Adana Mutabakatı kime yaradı, niçin canlandırılmak isteniyor? – Halil CEMAL

Adana Mutabakatı kime yaradı, niçin canlandırılmak isteniyor? – Halil CEMAL
23 Aug 2022   00:42

Son dönemlerde özellikle 19 Temmuz 2022’de Tahran’da yapılan Astana formatlı görüşmeler ve faşist şef Erdoğan ile Putin’in 5 Ağustos 2022’de Soçi’de bir araya gelmesinden sonra, Suriye konusu Adana Mutabakatı söylemiyle birlikte anılmaya başlandı.

Bu bağlamda Adana Mutabakatı denilen antlaşma nedir, hangi koşullarda kimler tarafından ne için yapılmıştır, yine aynı mutabakat ekseninde ne tür gelişmeler olmuş ve bugün nasıl bir evreye geçilmiştir gibi soruların yanıtlarını aramak gerekecek.

20 Ekim 1998’de Türkiye’nin Adana şehrinde Suriye ve faşist TC’nin heyetleri arasında “Terör ve Terör Örgütlerine Karşı Ortak İşbirliği Anlaşması” Adana Mutabakatı adı altında imzalanmıştır. Bu antlaşmanın imzalanmasında ABD başkanı Bill Clinton’ın yanı sıra, Mısır devlet başkanı Hüsnü Mübarek ve İran Dış işleri Bakanı Kemal Harrazi önemli rol oynamıştır.  O dönemde Suriye’de Hafız Esad devlet başkanı, Türkiye’de Süleyman Demirel Cumhurbaşkanı ve Mesut Yılmaz da ANASOL hükümetinin Başbakanıdır.
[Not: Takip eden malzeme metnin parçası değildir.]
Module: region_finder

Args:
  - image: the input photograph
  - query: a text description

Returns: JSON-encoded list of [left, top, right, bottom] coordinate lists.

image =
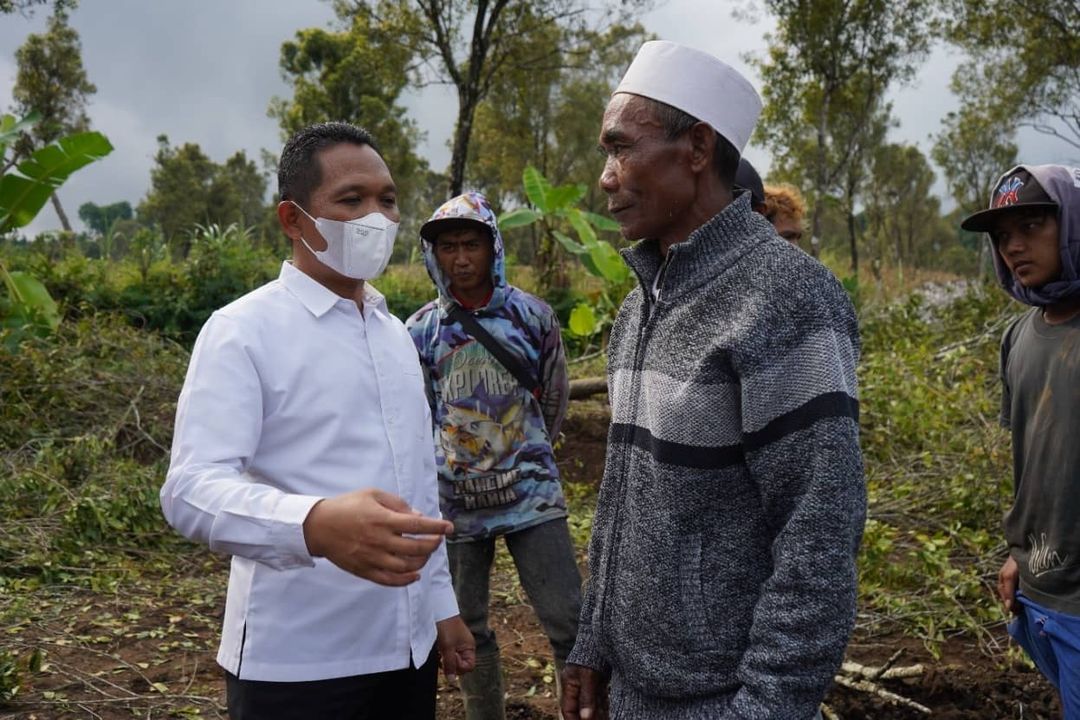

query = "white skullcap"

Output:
[[612, 40, 761, 152]]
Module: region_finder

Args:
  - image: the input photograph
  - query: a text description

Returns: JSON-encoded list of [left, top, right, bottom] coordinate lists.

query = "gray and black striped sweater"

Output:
[[569, 193, 866, 720]]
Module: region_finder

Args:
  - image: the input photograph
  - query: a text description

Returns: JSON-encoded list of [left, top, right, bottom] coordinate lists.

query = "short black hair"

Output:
[[278, 122, 382, 205], [645, 97, 740, 187]]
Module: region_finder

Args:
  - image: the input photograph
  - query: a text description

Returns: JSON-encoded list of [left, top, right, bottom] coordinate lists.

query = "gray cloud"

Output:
[[0, 0, 1067, 234]]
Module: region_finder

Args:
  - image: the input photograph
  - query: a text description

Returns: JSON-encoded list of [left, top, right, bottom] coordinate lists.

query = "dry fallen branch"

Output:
[[822, 649, 931, 717], [840, 661, 927, 681]]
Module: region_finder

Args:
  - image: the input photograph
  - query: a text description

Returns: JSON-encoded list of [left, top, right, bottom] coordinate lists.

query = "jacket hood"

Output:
[[420, 192, 507, 311], [990, 165, 1080, 307]]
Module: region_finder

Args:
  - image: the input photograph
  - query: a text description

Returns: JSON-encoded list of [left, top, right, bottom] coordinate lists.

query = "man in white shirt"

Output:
[[161, 123, 475, 720]]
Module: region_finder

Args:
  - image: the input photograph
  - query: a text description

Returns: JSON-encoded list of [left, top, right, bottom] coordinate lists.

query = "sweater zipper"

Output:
[[597, 250, 672, 627]]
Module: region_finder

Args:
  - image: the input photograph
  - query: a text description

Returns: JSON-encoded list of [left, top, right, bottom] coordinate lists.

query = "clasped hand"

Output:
[[303, 489, 454, 587]]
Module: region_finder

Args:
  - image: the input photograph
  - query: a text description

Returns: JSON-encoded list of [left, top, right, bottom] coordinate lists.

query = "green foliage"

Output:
[[944, 0, 1080, 153], [0, 113, 112, 348], [860, 287, 1017, 650], [269, 4, 429, 235], [931, 107, 1017, 215], [138, 135, 267, 249], [865, 144, 948, 267], [756, 0, 932, 266], [12, 3, 97, 155], [0, 315, 188, 586], [0, 116, 112, 232], [499, 165, 631, 344], [79, 200, 135, 235], [0, 225, 281, 344], [0, 264, 60, 345]]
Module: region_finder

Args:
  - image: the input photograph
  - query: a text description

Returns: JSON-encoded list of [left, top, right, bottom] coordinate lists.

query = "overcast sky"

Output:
[[0, 0, 1069, 234]]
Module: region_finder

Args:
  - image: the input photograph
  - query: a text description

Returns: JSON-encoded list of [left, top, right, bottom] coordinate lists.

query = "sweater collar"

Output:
[[622, 192, 771, 301]]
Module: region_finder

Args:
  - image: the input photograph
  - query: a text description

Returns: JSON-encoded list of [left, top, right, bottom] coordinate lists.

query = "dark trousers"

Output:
[[446, 518, 581, 666], [225, 651, 438, 720]]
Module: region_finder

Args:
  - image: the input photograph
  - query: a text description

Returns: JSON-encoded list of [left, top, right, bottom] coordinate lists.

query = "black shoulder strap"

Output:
[[449, 304, 540, 398]]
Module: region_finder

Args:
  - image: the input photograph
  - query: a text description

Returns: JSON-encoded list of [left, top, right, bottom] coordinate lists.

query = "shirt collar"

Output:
[[278, 260, 387, 317]]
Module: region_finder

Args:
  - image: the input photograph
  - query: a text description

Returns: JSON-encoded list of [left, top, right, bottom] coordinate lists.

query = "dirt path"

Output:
[[0, 398, 1059, 720]]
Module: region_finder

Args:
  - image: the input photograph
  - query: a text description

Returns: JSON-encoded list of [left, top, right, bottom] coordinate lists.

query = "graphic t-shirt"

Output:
[[1001, 308, 1080, 615]]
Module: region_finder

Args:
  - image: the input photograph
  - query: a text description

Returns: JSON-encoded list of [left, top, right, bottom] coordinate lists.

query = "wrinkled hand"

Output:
[[998, 555, 1020, 614], [303, 489, 454, 587], [561, 663, 608, 720], [435, 615, 476, 680]]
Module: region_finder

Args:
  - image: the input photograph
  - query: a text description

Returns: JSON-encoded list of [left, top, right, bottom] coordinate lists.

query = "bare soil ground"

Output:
[[0, 402, 1061, 720]]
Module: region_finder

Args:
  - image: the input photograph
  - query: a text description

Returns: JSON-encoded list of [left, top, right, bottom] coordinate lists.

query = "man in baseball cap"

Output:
[[961, 165, 1080, 720], [562, 41, 866, 720]]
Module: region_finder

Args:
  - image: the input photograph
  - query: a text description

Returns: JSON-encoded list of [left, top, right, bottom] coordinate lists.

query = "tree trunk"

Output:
[[848, 205, 859, 277], [50, 192, 71, 232], [810, 89, 829, 257], [448, 92, 476, 198]]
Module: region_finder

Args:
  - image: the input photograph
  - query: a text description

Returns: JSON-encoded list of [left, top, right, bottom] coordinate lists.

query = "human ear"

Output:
[[689, 122, 716, 173], [278, 200, 303, 242]]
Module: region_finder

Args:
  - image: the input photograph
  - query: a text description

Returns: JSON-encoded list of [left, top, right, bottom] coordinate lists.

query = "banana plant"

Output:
[[0, 112, 112, 343], [499, 165, 630, 338]]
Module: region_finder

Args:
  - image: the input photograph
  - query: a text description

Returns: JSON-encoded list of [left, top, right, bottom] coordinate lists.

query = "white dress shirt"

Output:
[[161, 262, 458, 681]]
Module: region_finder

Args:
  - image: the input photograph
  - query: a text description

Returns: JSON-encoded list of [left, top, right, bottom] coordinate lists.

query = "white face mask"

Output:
[[289, 201, 397, 280]]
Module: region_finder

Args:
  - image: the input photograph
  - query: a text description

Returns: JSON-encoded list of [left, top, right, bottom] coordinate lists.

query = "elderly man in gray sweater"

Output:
[[562, 41, 866, 720]]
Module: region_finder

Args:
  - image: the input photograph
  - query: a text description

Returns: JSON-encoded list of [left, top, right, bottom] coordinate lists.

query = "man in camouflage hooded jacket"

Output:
[[406, 192, 581, 720]]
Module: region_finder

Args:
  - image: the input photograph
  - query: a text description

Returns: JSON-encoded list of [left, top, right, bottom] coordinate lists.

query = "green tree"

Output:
[[866, 144, 941, 268], [756, 0, 931, 259], [467, 25, 647, 269], [12, 3, 97, 232], [268, 8, 428, 223], [945, 0, 1080, 149], [930, 107, 1017, 274], [0, 0, 71, 16], [931, 108, 1017, 214], [335, 0, 651, 195], [138, 135, 267, 256], [79, 200, 135, 235]]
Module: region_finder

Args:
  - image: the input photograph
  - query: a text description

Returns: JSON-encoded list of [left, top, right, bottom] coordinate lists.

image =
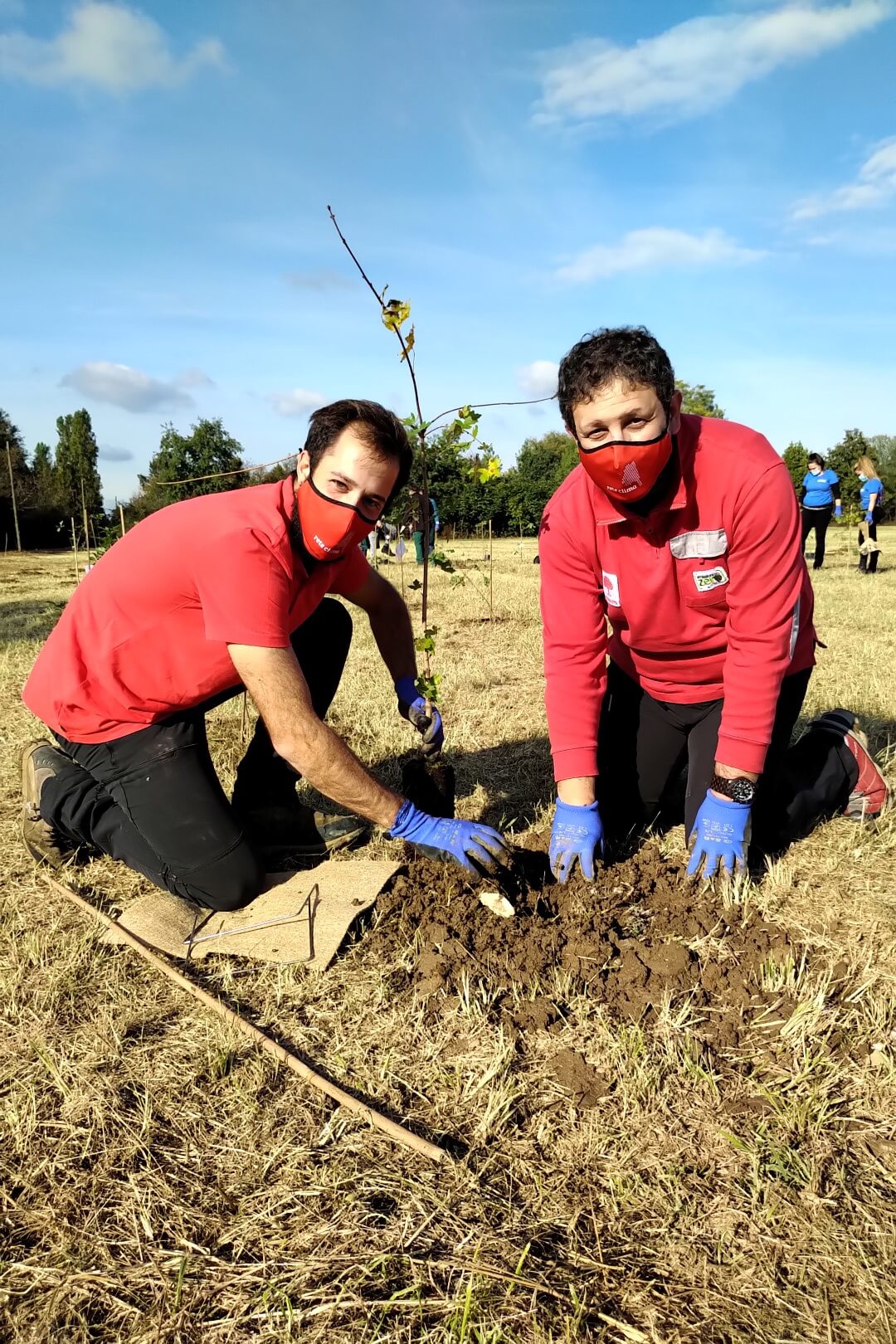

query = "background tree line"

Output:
[[0, 382, 896, 550], [783, 429, 896, 522]]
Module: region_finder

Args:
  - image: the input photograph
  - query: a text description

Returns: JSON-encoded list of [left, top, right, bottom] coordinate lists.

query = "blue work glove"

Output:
[[388, 800, 510, 872], [395, 676, 445, 757], [688, 789, 750, 878], [549, 798, 603, 882]]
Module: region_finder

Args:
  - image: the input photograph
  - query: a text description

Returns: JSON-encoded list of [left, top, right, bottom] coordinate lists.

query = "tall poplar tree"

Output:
[[55, 407, 104, 518]]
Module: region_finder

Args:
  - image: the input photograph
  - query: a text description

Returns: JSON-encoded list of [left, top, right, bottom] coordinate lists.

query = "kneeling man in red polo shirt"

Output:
[[538, 327, 816, 882], [22, 401, 508, 910]]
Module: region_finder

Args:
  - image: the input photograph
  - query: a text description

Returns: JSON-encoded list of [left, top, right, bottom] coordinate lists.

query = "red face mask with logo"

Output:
[[579, 425, 672, 505], [295, 475, 382, 564]]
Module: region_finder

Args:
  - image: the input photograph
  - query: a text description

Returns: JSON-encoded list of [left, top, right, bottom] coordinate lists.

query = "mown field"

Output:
[[0, 529, 896, 1344]]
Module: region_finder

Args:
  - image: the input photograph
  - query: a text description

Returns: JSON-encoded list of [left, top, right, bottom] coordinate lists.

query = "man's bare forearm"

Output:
[[274, 718, 403, 830], [227, 644, 402, 826], [558, 776, 597, 808]]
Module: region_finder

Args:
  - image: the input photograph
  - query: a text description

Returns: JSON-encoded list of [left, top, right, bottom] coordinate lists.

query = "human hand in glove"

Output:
[[395, 676, 445, 757], [388, 800, 510, 872], [549, 798, 603, 882], [688, 789, 750, 878]]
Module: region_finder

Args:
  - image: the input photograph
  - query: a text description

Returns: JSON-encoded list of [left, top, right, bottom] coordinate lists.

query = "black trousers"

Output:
[[598, 663, 811, 848], [859, 508, 880, 574], [41, 598, 352, 910], [801, 504, 835, 570]]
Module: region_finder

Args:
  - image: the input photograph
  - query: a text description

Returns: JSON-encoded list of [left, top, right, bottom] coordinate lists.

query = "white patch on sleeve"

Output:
[[790, 598, 799, 659], [690, 564, 728, 592], [601, 570, 622, 606]]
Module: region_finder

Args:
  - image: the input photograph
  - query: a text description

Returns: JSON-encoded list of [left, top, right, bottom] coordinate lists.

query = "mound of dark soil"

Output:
[[369, 845, 799, 1069]]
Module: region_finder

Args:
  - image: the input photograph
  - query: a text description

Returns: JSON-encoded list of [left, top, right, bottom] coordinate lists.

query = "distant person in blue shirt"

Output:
[[802, 453, 844, 570], [855, 457, 884, 574]]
Dönemin Türk yetkilileri bu arabuluculuk için “Mübarek ve Harrazi’nin ara buluculuğu olmasaydı Türkiye Suriye ile savaşa girmiş olurdu” şeklinde ifade etmiştir.

ADANA MUTABAKATI YALNIZ KÜRTLER VE ÖNDER APO ŞAHSINDA GERÇEKLEŞMEDİ

Bilindiği gibi antlaşma öncesi 9 Ekim 1998 tarihinde Önder Abdullah Öcalan, faşist Türk devletinin ve esas olarak da NATO’nun Şam hükümetine yaptığı baskılar sonucunda Suriye’den çıkmak zorunda kalmıştı. Bu süreci Önder APO uluslararası komplo diye değerlendirmişti. Bu değerlendirme ile sürece müdahale eden gücün sanıldığı gibi sadece TC olmadığı ortaya konulmuştu.  Yani 9 Ekim Komplosu ile birlikte NATO’nun faşist TC eliyle Suriye’yi işgal süreci fiili olarak başlamış oldu. Adana Mutabakatı denilen 20 Ekim 1998 tarihli antlaşmayla faşist TC’nin Suriye’yi işgal etme hakkı resmileşti.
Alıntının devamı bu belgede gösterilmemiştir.